= Neal Snyman =

Neal Snyman (born 23 March 1971) is one of South Africa's pre-eminent recording engineers.

London: 1987–1995

After moving to London in 1987, Snyman engineered at Butterfly Studio for record-producer and ex-Killing Joke bassist Youth. He worked with Crowded House, Tom Jones, David Bowie, Boy George, Rollo, Faith No More, Heather Nova, Björk, System 7, Steve Hillage and Naomi Campbell.

In the early 1990s Snyman began a long-standing and continuing working-relationship with record-producer Kevin Porée and Berry Street Studio, working with Mark Hole, Joy Tobing, Charlotte Gordon Cumming, Hiding in Public, George Stiles and Anthony Drewe and Freakin Habit Forms.

South Africa: 1995–present

Returning to South Africa in 1995 Snyman continued as a freelance, setting up a working base within the SABC complex.
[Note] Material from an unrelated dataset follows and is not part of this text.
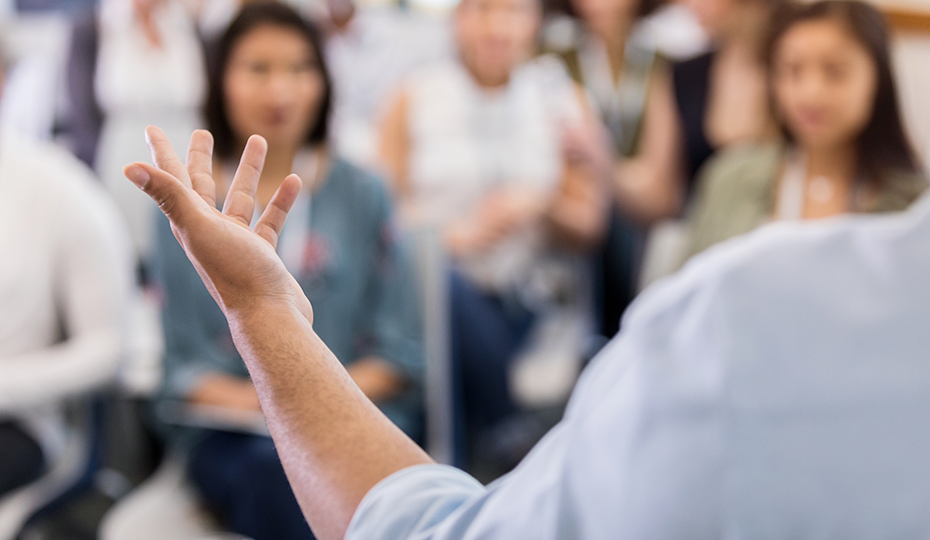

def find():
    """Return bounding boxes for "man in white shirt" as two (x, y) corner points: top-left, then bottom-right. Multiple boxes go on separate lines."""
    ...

(126, 128), (930, 540)
(0, 60), (133, 495)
Either as producer or engineer, he has recorded Mango Groove, Springbok Nude Girls, Brenda Fassie, Bayete, Stimela, Prime Circle, The Parlotones, Josie Field, Kaolin Thompson, Collective Soul, Live, Arno Carstens, Colin Vearncombe (Black), Callum MacColl, Christie Henessy, Tananas, Wendy Oldfield, Ian Herman, Eminent Child, Johannes Kerkorrel, Johnny Clegg, Freshly Ground, Karen Zoid, Van Coke Kartel, Chris Chameleon, Frank Opperman and Cassette.

Between 2000 and 2005 Snyman produced the acclaimed direct-to-broadcast Live on Five sessions from the SABC.

As producer, Snyman has won Best Rock Album at the South African Music Awards (SAMA) with Springbok Nude Girls, Arno Carstens and Cassette; and Best Adult Contemporary Album with Wendy Oldfield.

In 2009, Snyman worked alongside New Holland, producing their second album Exploded Views.